ICER’s findings are part of a troubling trend in defining “value” of new drugs and medical devices through the narrow lens of the insurer without considering broader benefits of better health. Reducing a treatment’s worth to calculations about medical costs ignores the real-life benefits that therapies, procedures, and devices provide. Incomplete analyses like ICER’s pave the way towards policies that will inevitably deny treatments to patients and curtail future medical progress.
Over the last few years, ICER has positioned itself as an impartial authority in evaluating the latest medical treatments, devices, tests, and delivery systems. Unfortunately, the methods employed by the Boston-based nonprofit are often incomplete particularly in its assignment of a “price” for medical advances that fail to consider patient benefits.
Consider its assessment of the “CardioMEMS HF System” recently approved by the FDA. The miniature sensor sends data about a patient’s heart rate and artery pressure wirelessly to hospitals and clinics.
According to ICER, the device ought to cost $10,655. How did they come up with such a precise number? By approaching the question of value from the perspective of an insurance company, a government program, or some other health-sector “payer.” The analysis discounts data from randomized trials that show a 37 percent reduction in hospitalizations among heart failure patients.

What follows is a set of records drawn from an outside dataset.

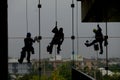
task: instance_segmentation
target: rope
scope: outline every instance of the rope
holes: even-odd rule
[[[78,36],[78,2],[76,1],[76,35],[77,35],[77,56],[79,52],[79,36]]]
[[[55,21],[57,25],[57,0],[55,0]]]
[[[72,0],[72,4],[71,4],[71,8],[72,8],[72,56],[73,56],[73,63],[72,66],[74,66],[74,0]]]
[[[26,32],[28,33],[28,1],[26,0]]]
[[[39,36],[41,35],[41,20],[40,20],[40,8],[41,8],[41,4],[40,4],[40,0],[39,0],[39,4],[38,4],[38,9],[39,9]],[[41,40],[39,42],[39,80],[41,80]]]

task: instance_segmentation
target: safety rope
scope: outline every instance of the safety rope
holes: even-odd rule
[[[28,1],[26,0],[26,32],[28,33]]]

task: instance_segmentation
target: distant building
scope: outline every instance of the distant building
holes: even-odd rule
[[[18,63],[18,59],[8,59],[9,74],[28,74],[31,72],[32,64],[24,61],[22,64]]]

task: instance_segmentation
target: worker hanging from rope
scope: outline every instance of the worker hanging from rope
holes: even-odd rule
[[[99,43],[100,47],[100,54],[103,54],[103,41],[104,41],[104,46],[108,45],[107,39],[108,36],[103,36],[102,29],[100,28],[99,24],[97,25],[98,29],[93,29],[93,32],[95,33],[95,40],[93,40],[91,43],[87,40],[85,45],[87,47],[94,45],[95,43]]]
[[[27,33],[26,38],[24,39],[24,47],[22,48],[20,59],[18,59],[19,63],[22,64],[24,58],[26,57],[26,53],[27,53],[27,62],[31,63],[30,62],[31,53],[35,54],[33,48],[33,43],[35,43],[35,41],[38,41],[38,37],[35,37],[33,40],[31,38],[31,33]]]
[[[56,26],[53,28],[52,32],[54,33],[54,37],[52,38],[50,44],[47,46],[47,52],[49,52],[49,54],[52,54],[53,45],[57,45],[57,54],[59,54],[61,51],[61,45],[64,41],[63,28],[60,28],[58,30],[56,23]]]

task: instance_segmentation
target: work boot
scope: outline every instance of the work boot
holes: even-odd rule
[[[18,62],[19,62],[20,64],[22,64],[22,60],[18,59]]]
[[[103,54],[103,51],[100,51],[100,54]]]

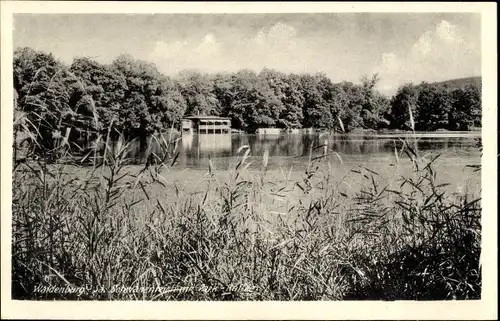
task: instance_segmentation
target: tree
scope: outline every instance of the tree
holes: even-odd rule
[[[184,71],[179,77],[180,90],[186,100],[188,115],[219,115],[220,103],[213,81],[196,71]]]
[[[445,88],[422,83],[419,86],[416,127],[419,130],[447,128],[450,107],[450,96]]]
[[[35,134],[36,152],[54,151],[55,142],[66,132],[66,121],[74,113],[69,87],[75,79],[52,54],[31,48],[15,50],[13,69],[18,109]]]
[[[302,106],[304,95],[301,91],[300,77],[294,74],[284,79],[281,102],[283,109],[279,115],[277,126],[281,128],[301,128],[304,120]]]
[[[324,75],[301,75],[304,127],[331,127],[333,118],[330,106],[324,100],[325,91],[328,90],[330,84]]]
[[[399,87],[391,99],[390,127],[394,129],[410,129],[410,110],[413,117],[418,116],[418,89],[413,84]]]
[[[481,126],[481,92],[477,86],[467,85],[451,92],[448,114],[450,130],[470,130]]]

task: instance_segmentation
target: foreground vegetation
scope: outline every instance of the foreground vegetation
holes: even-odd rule
[[[340,179],[341,157],[323,146],[298,180],[286,169],[269,177],[268,154],[250,165],[242,146],[223,180],[209,161],[200,193],[166,187],[175,142],[162,140],[157,161],[132,172],[130,145],[110,136],[85,175],[44,158],[15,161],[13,298],[480,298],[478,191],[449,193],[436,156],[411,141],[395,148],[393,175],[357,167]],[[61,138],[51,152],[69,151]]]

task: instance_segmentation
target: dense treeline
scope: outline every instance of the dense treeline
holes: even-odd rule
[[[76,58],[70,66],[31,48],[14,53],[16,114],[36,128],[41,143],[68,133],[105,134],[110,124],[128,137],[177,128],[185,115],[221,115],[233,128],[314,127],[340,131],[409,129],[469,130],[481,125],[481,90],[450,90],[407,84],[392,99],[375,88],[378,76],[360,84],[334,84],[324,74],[260,73],[207,75],[185,71],[175,78],[128,55],[104,65]],[[85,136],[83,135],[83,136]],[[87,136],[85,136],[87,137]]]

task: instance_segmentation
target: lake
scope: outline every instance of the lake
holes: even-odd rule
[[[405,134],[228,134],[188,135],[179,142],[179,157],[175,167],[207,168],[208,158],[218,169],[228,169],[236,161],[241,146],[250,147],[250,161],[261,162],[264,151],[269,153],[269,169],[277,167],[302,167],[309,159],[324,152],[338,154],[344,163],[379,163],[395,160],[395,147],[401,151],[401,138],[417,140],[419,155],[440,153],[454,162],[480,161],[481,134],[474,133],[417,133]],[[155,148],[153,148],[155,150]],[[241,154],[241,153],[240,153]],[[336,155],[335,155],[336,156]],[[406,157],[406,156],[404,156]],[[337,157],[338,158],[338,157]],[[340,160],[339,160],[340,161]]]

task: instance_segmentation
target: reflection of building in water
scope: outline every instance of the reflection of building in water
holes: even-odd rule
[[[196,152],[199,156],[229,156],[231,154],[231,134],[195,135]]]
[[[182,119],[182,134],[229,134],[231,120],[218,116],[190,116]]]

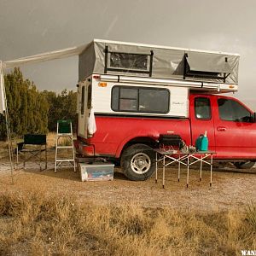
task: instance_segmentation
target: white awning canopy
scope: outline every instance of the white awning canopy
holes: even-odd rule
[[[63,49],[57,49],[54,51],[45,52],[35,55],[23,57],[16,60],[7,61],[3,62],[3,68],[12,68],[23,64],[32,64],[41,61],[52,61],[56,59],[63,59],[74,55],[80,55],[90,44],[70,47]]]

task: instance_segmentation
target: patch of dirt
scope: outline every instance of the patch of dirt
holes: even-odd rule
[[[12,184],[8,161],[2,160],[0,165],[0,190],[3,193],[36,188],[49,193],[68,192],[78,196],[83,203],[122,204],[128,201],[145,207],[195,208],[202,212],[242,208],[256,200],[255,169],[238,172],[231,168],[215,168],[212,187],[209,186],[209,171],[203,171],[200,182],[199,171],[190,169],[187,189],[186,170],[182,170],[178,183],[177,167],[174,166],[166,169],[166,185],[162,189],[161,170],[158,172],[157,183],[154,176],[143,182],[130,181],[118,172],[118,168],[113,181],[81,182],[79,172],[73,172],[72,166],[63,166],[55,173],[52,161],[43,172],[39,172],[38,166],[28,163],[26,170],[15,171]]]

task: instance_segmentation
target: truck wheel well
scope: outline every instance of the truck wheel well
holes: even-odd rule
[[[145,144],[151,148],[156,148],[158,145],[158,143],[155,140],[154,140],[153,138],[147,137],[135,137],[132,140],[127,142],[126,144],[124,146],[124,148],[121,151],[121,154],[120,154],[120,157],[122,156],[122,154],[125,148],[127,148],[128,147],[130,147],[131,145],[138,144],[138,143]]]

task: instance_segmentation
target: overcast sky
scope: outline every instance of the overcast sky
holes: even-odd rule
[[[0,0],[0,60],[93,38],[241,55],[239,93],[256,110],[254,0]],[[78,57],[20,67],[39,90],[76,90]]]

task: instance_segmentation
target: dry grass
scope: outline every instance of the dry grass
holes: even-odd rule
[[[1,255],[241,255],[255,249],[255,205],[247,212],[79,204],[68,195],[0,195]]]

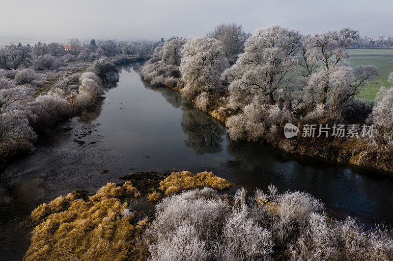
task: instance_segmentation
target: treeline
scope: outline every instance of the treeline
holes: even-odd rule
[[[118,81],[117,66],[150,58],[159,43],[97,45],[93,39],[86,45],[69,38],[66,44],[77,51],[58,43],[0,48],[0,167],[31,148],[37,133],[94,104]],[[78,72],[86,61],[94,63]]]
[[[96,60],[88,71],[65,76],[61,71],[43,74],[30,69],[0,70],[2,162],[31,148],[37,132],[94,104],[104,93],[104,83],[118,78],[116,66],[107,57]],[[61,79],[34,98],[46,76]]]
[[[358,98],[379,74],[373,65],[352,68],[345,63],[348,48],[360,38],[349,28],[302,35],[272,25],[248,35],[236,24],[221,24],[207,36],[174,37],[160,44],[140,74],[152,85],[180,91],[225,121],[233,140],[267,141],[287,151],[329,159],[339,154],[342,162],[393,171],[389,163],[393,159],[393,89],[381,88],[375,101]],[[393,73],[389,80],[393,83]],[[301,147],[315,139],[285,139],[287,122],[300,129],[314,124],[317,135],[322,124],[374,129],[367,137],[360,137],[359,131],[339,139],[331,130],[318,142],[328,146],[336,139],[335,147],[322,155]],[[345,146],[354,145],[356,155],[353,148],[342,149],[349,138],[356,142]],[[376,156],[380,160],[381,154],[382,163],[370,162]]]

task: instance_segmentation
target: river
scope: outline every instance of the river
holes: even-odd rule
[[[31,153],[0,174],[0,260],[23,257],[31,228],[22,224],[39,205],[77,189],[94,192],[144,170],[212,171],[234,183],[230,194],[240,186],[251,194],[274,184],[279,191],[310,193],[333,217],[355,216],[366,227],[393,224],[390,175],[234,142],[226,133],[176,92],[149,87],[132,69],[122,69],[117,86],[95,108],[42,135]],[[104,169],[109,171],[97,174]]]

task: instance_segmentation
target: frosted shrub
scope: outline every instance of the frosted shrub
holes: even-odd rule
[[[157,243],[149,246],[149,259],[157,261],[199,261],[208,260],[205,241],[199,239],[198,232],[189,223],[185,222],[169,235],[159,233]]]
[[[145,65],[140,71],[140,75],[152,86],[164,85],[173,88],[179,81],[180,72],[178,66],[160,61]]]
[[[285,107],[252,103],[244,107],[241,113],[228,118],[225,124],[229,137],[235,141],[269,139],[274,142],[278,127],[291,122],[293,118]],[[272,128],[274,126],[276,127]]]
[[[180,70],[185,83],[183,96],[193,99],[197,93],[222,88],[220,75],[229,64],[221,42],[206,36],[189,40],[182,55]]]
[[[38,56],[33,61],[33,67],[36,70],[54,70],[61,65],[60,59],[50,54]]]
[[[195,99],[195,105],[197,108],[204,112],[207,111],[207,103],[209,102],[209,95],[206,92],[203,92],[198,95]]]
[[[89,71],[94,72],[101,79],[108,81],[115,81],[118,79],[118,71],[116,66],[111,63],[107,57],[102,57],[94,62],[89,68]]]
[[[278,197],[278,212],[284,225],[298,224],[303,227],[309,215],[324,209],[320,200],[303,192],[288,191]]]
[[[51,93],[38,96],[30,108],[38,117],[33,123],[34,127],[38,129],[52,125],[75,112],[68,101]]]
[[[82,75],[81,75],[81,77],[79,78],[79,82],[82,83],[82,82],[84,79],[90,79],[91,80],[93,80],[98,85],[101,85],[102,84],[100,77],[91,71],[86,71],[82,73]]]
[[[89,55],[89,59],[92,61],[95,61],[96,60],[100,59],[101,57],[101,55],[98,52],[92,52]]]
[[[64,62],[75,62],[76,60],[76,57],[71,53],[68,53],[63,56],[63,61]]]
[[[216,198],[212,199],[210,195]],[[210,189],[166,197],[157,204],[156,218],[148,234],[152,237],[160,234],[169,237],[188,222],[196,228],[201,240],[208,240],[220,233],[229,211],[227,202]]]
[[[234,211],[225,220],[222,243],[217,252],[221,260],[267,260],[273,252],[271,234],[249,216],[247,207]]]
[[[78,59],[80,61],[85,61],[89,58],[89,55],[85,52],[81,52],[78,56]]]
[[[380,91],[379,93],[381,94],[381,92]],[[389,132],[393,130],[393,88],[386,92],[381,101],[374,108],[371,118],[376,126]]]
[[[25,84],[37,79],[38,74],[31,69],[23,69],[17,72],[15,78],[17,84]]]
[[[85,93],[95,100],[97,97],[104,94],[102,89],[96,82],[91,79],[84,79],[82,84],[79,86],[79,93]]]
[[[0,90],[15,87],[15,82],[10,79],[0,78]]]
[[[19,109],[0,111],[0,158],[12,156],[33,146],[37,136],[29,124],[31,112]]]

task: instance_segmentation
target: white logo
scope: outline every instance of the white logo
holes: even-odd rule
[[[288,122],[284,126],[284,135],[287,139],[290,139],[298,135],[299,128],[296,125]]]

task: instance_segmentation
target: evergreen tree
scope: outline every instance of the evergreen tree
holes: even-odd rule
[[[97,48],[97,45],[95,43],[95,41],[94,41],[94,39],[92,39],[90,41],[90,46],[91,48],[94,49]]]

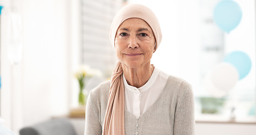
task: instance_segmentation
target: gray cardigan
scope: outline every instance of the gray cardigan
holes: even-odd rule
[[[88,96],[85,135],[101,134],[110,82],[102,83]],[[195,132],[194,102],[191,86],[185,80],[169,76],[164,89],[155,103],[139,117],[124,109],[126,135],[191,135]]]

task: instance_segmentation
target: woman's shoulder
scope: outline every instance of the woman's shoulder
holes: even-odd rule
[[[192,86],[188,82],[181,78],[173,75],[169,75],[165,88],[173,89],[173,92],[180,96],[192,91]]]

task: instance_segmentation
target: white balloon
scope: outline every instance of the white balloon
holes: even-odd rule
[[[221,97],[235,87],[239,78],[239,73],[235,66],[227,62],[222,62],[205,75],[204,83],[210,94]]]

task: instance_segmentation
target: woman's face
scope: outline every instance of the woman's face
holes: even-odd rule
[[[127,19],[118,28],[115,39],[118,58],[130,68],[150,64],[155,42],[153,32],[147,22],[138,18]]]

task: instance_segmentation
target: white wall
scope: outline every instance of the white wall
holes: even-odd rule
[[[77,90],[73,89],[77,85],[73,73],[79,62],[79,14],[71,11],[78,11],[78,2],[2,2],[1,115],[4,125],[17,133],[24,126],[67,114],[76,105]],[[5,25],[11,8],[23,19],[23,59],[17,65],[10,64],[7,57],[9,44]]]

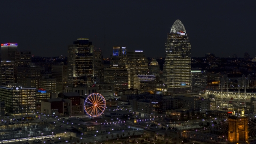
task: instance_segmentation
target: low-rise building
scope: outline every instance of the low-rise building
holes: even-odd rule
[[[11,115],[33,114],[36,112],[36,88],[15,83],[0,87],[0,100],[5,102],[5,111]]]

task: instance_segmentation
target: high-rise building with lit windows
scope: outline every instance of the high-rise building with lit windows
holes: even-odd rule
[[[15,52],[17,51],[18,44],[5,43],[1,44],[2,60],[15,60]]]
[[[185,27],[179,20],[174,22],[167,35],[164,70],[168,92],[191,90],[191,45]]]
[[[137,75],[148,75],[148,60],[143,51],[127,51],[127,63],[130,67],[129,88],[134,89]]]
[[[93,46],[89,38],[78,38],[68,48],[68,87],[65,92],[85,94],[93,82]]]
[[[159,82],[160,78],[160,67],[156,59],[153,59],[148,66],[149,75],[156,77],[156,82]]]
[[[111,65],[124,65],[126,63],[126,46],[114,46],[111,55]]]
[[[104,82],[104,61],[102,51],[100,49],[93,50],[93,76],[97,83]]]
[[[33,114],[36,108],[36,88],[15,83],[0,86],[0,100],[5,102],[5,112],[11,115]]]
[[[0,85],[13,83],[14,63],[11,60],[1,60],[0,64]]]

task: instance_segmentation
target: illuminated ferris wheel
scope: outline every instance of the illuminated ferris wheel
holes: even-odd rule
[[[103,114],[105,108],[105,98],[98,93],[91,94],[84,101],[84,110],[90,116],[100,116]]]

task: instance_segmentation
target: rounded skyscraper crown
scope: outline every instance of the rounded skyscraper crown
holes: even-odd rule
[[[180,20],[177,20],[172,25],[170,33],[177,33],[180,31],[186,33],[185,27],[181,21]]]

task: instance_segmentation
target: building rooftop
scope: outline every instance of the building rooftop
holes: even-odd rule
[[[68,92],[68,93],[63,93],[63,95],[66,97],[75,97],[75,96],[79,96],[79,93],[77,92]]]
[[[54,102],[54,101],[62,101],[62,99],[60,98],[50,99],[47,99],[48,102]]]

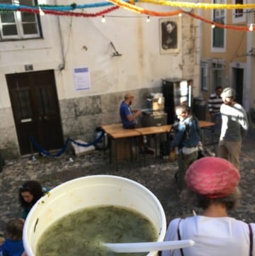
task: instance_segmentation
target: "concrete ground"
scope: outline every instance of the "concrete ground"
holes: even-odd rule
[[[209,135],[205,134],[209,138]],[[230,215],[247,222],[255,220],[255,129],[246,136],[242,150],[241,181],[243,193],[242,206]],[[177,216],[192,214],[192,208],[182,204],[176,194],[174,174],[178,169],[176,162],[161,158],[142,156],[138,161],[122,162],[117,172],[115,165],[110,165],[103,151],[72,157],[69,153],[58,157],[30,156],[19,160],[6,160],[0,172],[0,233],[4,223],[11,218],[20,217],[21,209],[18,201],[18,187],[25,181],[35,179],[45,186],[53,188],[74,178],[95,174],[118,175],[133,179],[150,189],[161,201],[167,222]]]

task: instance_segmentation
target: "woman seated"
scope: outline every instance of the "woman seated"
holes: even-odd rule
[[[26,218],[34,204],[49,191],[50,189],[42,187],[40,182],[34,180],[28,181],[19,187],[18,200],[23,208],[23,219]]]

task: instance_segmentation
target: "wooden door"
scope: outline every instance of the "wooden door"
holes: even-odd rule
[[[35,151],[30,137],[46,150],[63,146],[54,71],[6,75],[21,155]]]

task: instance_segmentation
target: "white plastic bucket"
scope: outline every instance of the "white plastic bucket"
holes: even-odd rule
[[[73,211],[86,207],[114,205],[130,208],[147,216],[162,242],[166,216],[158,199],[145,187],[131,179],[111,175],[93,175],[63,183],[41,198],[25,222],[23,244],[28,256],[35,256],[42,233],[51,224]],[[147,256],[157,255],[151,252]]]

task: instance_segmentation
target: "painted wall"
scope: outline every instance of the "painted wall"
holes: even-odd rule
[[[72,3],[47,1],[46,4]],[[170,10],[169,6],[142,4],[142,7]],[[193,79],[193,94],[198,94],[198,21],[186,15],[177,17],[181,25],[179,52],[160,54],[158,17],[150,17],[147,23],[147,16],[141,18],[121,9],[110,15],[115,17],[106,17],[106,23],[101,22],[101,17],[45,15],[40,17],[43,38],[0,42],[0,118],[5,121],[0,124],[4,134],[0,139],[1,150],[19,154],[5,74],[23,72],[25,65],[32,65],[35,71],[55,71],[64,138],[93,140],[97,126],[119,121],[118,106],[126,91],[135,94],[135,106],[142,107],[151,92],[161,90],[162,79]],[[121,56],[113,57],[110,42]],[[91,89],[77,91],[74,68],[84,67],[90,71]]]

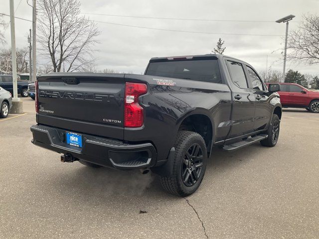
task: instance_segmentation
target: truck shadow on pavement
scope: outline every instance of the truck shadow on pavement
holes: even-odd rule
[[[257,144],[232,153],[214,148],[199,191],[207,190],[205,184],[211,184],[214,181],[220,180],[218,177],[221,171],[225,172],[229,169],[235,170],[235,168],[243,163],[249,164],[255,154],[257,155],[260,153],[261,148],[267,150]],[[60,175],[56,180],[47,182],[54,184],[55,187],[58,188],[58,193],[65,194],[64,196],[67,197],[80,195],[77,200],[83,198],[84,201],[89,203],[89,198],[92,200],[121,203],[130,200],[131,203],[137,206],[141,204],[142,198],[144,202],[146,200],[150,202],[159,199],[181,199],[164,192],[159,182],[159,177],[152,173],[142,174],[140,170],[92,168],[77,162],[67,165],[66,168],[59,172]]]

Specifically, their recommendation reflects the maximum price that could be paid for a medical device without exceeding ICER’s self-imposed “budgetary impact threshold” and assumes that payers will allow unfettered access to the product. In other words, $10,655 is the price at which those budget limits are not breached given their assumptions on the number of patients they assume who would be treated. Factors like ability to work, longer life, or lesser disability do not factor into the calculation of a price. The group used the same logic to justify its calculated “price” for PCSK9 inhibitors.
The problem is that the goal of our health system is to help patients and do so efficiently and effectively. ICER claims to be focused on value, but isn’t addressing the most important question: value to whom?
A reasonable assessment of value for a device, treatment, or procedure would consider the actual benefits it will have for the people who need it. And in the case of the CardioMEMS HF System, those effects are potentially extraordinary.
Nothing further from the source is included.